Former prime minister Naftali Bennett took to his social media on Friday, urging Israelis on all sides of the political spectrum to respect both each other and the results of the elections.
“The results of the elections are clear,” he wrote on Twitter. “We must respect the results and pray for the success of the government, its leaders, ministers and advisors. Their success is our success.”
Continuing, he turned his attention to the Center-Left bloc, which received just 56 seats, including the five Hadash-Ta’al mandates, and reminded them that “these results are not the end of the country.”

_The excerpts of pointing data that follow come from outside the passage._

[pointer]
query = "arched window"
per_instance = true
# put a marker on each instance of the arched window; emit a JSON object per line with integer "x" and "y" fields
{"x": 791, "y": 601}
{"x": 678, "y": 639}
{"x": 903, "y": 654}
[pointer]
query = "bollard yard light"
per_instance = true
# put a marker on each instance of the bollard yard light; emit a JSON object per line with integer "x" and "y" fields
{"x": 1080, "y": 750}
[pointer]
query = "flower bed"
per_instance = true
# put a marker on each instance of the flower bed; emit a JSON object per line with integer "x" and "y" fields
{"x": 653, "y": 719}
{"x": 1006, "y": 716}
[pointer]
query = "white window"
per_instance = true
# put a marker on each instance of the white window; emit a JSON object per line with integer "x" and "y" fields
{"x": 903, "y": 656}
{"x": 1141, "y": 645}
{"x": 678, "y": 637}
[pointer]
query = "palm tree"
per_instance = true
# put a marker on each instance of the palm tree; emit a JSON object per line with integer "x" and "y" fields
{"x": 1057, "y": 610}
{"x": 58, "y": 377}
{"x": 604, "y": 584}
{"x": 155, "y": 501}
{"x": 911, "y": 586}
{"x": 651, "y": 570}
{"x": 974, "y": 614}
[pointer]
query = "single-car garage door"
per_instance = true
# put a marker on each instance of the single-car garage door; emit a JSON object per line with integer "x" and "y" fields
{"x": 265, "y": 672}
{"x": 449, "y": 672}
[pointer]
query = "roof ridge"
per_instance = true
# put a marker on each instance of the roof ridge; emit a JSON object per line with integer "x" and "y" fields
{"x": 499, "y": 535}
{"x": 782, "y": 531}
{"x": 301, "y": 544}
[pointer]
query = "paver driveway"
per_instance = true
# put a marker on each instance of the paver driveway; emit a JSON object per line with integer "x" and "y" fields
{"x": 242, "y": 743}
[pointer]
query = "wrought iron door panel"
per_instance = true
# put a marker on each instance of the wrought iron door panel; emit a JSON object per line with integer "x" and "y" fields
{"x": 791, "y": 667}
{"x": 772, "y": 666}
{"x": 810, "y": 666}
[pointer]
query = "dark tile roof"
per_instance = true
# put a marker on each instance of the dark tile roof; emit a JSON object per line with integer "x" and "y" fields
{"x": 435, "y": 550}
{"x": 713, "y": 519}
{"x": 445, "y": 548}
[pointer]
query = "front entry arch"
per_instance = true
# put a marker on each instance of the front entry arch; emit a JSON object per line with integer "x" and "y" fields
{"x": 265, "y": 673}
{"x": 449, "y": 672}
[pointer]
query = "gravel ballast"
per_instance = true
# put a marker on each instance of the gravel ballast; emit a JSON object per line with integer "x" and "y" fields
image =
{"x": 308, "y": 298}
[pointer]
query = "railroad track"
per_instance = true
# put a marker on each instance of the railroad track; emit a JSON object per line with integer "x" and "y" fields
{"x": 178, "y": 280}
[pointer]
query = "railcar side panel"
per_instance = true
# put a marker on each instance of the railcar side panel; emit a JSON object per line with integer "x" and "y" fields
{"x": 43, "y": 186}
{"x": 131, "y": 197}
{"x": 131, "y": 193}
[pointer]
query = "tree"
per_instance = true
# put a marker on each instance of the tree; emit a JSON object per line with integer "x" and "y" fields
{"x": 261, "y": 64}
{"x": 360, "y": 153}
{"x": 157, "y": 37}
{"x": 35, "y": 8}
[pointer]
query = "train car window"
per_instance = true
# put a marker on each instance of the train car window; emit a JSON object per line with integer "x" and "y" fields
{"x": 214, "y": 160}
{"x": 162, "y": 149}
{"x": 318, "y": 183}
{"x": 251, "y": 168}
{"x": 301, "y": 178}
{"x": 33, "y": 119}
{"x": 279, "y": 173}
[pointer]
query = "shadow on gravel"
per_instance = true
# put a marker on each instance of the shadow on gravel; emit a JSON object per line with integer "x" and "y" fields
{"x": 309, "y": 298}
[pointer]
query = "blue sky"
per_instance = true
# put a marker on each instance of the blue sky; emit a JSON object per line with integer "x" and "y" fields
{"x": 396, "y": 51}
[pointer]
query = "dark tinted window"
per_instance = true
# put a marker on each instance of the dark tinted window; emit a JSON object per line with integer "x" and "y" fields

“The talks of relocations, etc. are out of place. As are statements of ‘I will not send my children to combat service.’ Service in the IDF must not depend on the identity of the government.”
Recounting his experiences in the Second Lebanon War to prove his point, Bennett stressed that he fought alongside soldiers from across the political spectrum, even those who were morally opposed to the war.
“This country is all of ours and we have no other country,” he wrote. “I hope and believe that the ministers will understand that they are working for the entire Israeli public and not for a particular sector. In the end, we all have to live here together.”
'In the end, we all have to live here together'
Addressing Israel's right-wing politicians, Bennett asked them to respect the losing side, saying that “there is no need to trample or run anyone over.”
“The right-wing bloc certainly has the mandate to implement right-wing policies, but no one should be made to feel that they are unwelcome.
“Leftists also serve in combat units,” he continued, “and many, many of them gave their lives for our homeland. Leftists also get up every morning to work, pay their taxes and give their share to the existence of our country. They are not traitors or enemies, and this discourse must stop immediately,”
“People on the left love this country just as much as people on the right, it’s just that they hold different opinions about what the right direction is. In the end, we all have to live here together,” said the previous prime minister, whose broad government included Labor, Meretz and the United Arab List.
A look back on his own accomplishments
Bennett ended his statement with a comment on his own term as prime minister, which lasted for a little over a year, saying that “a year and a half ago I inherited a severe economic crisis, mass unemployment, a South burning with rockets and incendiary balloons, COVID-19 waves, and a country without a budget. I handed back a country in economic prosperity, with a strong budget, and the quietest South in 20 years.
“At the beginning of [the] week, I will resign from the government because my right of veto is no longer needed,” he said. “I will continue to be a soldier of the people of Israel. I will work for our youth, for our security and above all – our ability to live together.”